Lewis strolls back home so near to the beginning of the next day he thinks it’s hardly worth the effort of crawling into bed only to be roused in a few hours by the help. His mother would be furious with him, no doubt-she’d trill about how traumatic it’d been to not know where he’d been. But only as soon as she got all her beauty sleep. Nixon wished, grinning a Cheshire cat’s grin, she were awake and standing at the door and asking where he’d gone just to tell her that he’d been fucking another boy in the ripened corn fields. To see her reaction through an endorphin-laced filter would be especially priceless.
Instead, he settles for smiling in a daze as he lumbers up the stairs and wonders how Dick’s doing as he walks back homes. Will his father be pacing the floors in a disappointed scorn when he arrives? Will his mother join him there, or will she be awaiting him alone at the door with that smile-that all-knowing, quiet glow Dick has inherited-and a moderate punishment? They’d fallen asleep for a few hours after midnight in the fields before finally heading separate directions in the dark. Consequences were a mutual overwrite-they’d accept whatever punishment came their way. Not that they’d thought about anything like that while trying to say a proper goodbye.
Nixon remembers trying to smooth the pink imprints of corn stalks and leaves out of Dick’s skin. He kicks off his shoes as he makes it up the stairs, and one clatters down a few steps in his carelessness. He pushes his door open, and there’s a square of moonlight on his stack of hardly-touched luggage in the corner.
He falls bonelessly onto his bed and remembers the way Dick loved to rake his fingers across Nixon’s navel and moan against his skin where his neck met his shoulder. He remembers Dick leading him to an old water stream now overgrown with grass, in the middle of the neighboring fields of ripe feeder corn. He remembers trying to remove the silk of a corncob for their dinner, and eventually handing it over to the more experienced party. He remembers it sensation by sensation until it’s dreaming.

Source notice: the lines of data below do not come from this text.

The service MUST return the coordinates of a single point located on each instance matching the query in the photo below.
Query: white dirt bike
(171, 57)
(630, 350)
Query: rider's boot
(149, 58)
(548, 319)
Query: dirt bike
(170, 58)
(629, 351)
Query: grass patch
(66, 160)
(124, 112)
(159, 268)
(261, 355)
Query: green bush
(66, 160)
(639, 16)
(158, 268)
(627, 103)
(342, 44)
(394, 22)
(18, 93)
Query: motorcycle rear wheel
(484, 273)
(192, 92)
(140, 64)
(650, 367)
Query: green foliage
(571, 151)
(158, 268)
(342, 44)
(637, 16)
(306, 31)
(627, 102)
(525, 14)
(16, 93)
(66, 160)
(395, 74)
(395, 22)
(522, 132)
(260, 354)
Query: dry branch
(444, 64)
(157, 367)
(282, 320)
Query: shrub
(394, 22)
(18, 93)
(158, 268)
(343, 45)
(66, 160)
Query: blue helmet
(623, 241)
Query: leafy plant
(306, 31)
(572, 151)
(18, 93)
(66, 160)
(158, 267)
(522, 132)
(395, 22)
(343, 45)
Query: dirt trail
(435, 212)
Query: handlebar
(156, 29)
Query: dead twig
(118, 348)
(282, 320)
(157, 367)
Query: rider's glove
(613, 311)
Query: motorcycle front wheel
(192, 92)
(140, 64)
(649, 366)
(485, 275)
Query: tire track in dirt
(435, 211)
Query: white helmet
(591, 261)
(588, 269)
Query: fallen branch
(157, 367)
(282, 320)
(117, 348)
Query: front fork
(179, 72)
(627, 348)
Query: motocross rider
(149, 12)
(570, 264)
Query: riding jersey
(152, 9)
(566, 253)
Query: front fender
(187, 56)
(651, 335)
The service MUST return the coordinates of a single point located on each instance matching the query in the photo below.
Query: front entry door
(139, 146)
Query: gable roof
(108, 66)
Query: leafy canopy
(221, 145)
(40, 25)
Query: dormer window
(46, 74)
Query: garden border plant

Then Dick is kneeling in a razed field, cradling a bridled horse by the bit, kneeling and pressing his forehead to it’s own in a deeply reverent and pained gesture. Its skin is pale buckskin, and its hair dark, dark-lying with half of its body raised off weakly the ground. Nixon goes to him and counts the freckles on his bare back. He’s using Dick’s shoulder blade to rest his head when he wakes and tries to say, “1,481,” before it all becomes his mother’s feet thundering across the floor.
“Where were you?” she barks immediately, pulling the pillow from his arms.
Nixon smiles sleepily. “Lancaster County,” he answers, as if summer had all been a dream, and he laughs like it’s just the funniest thing ever said.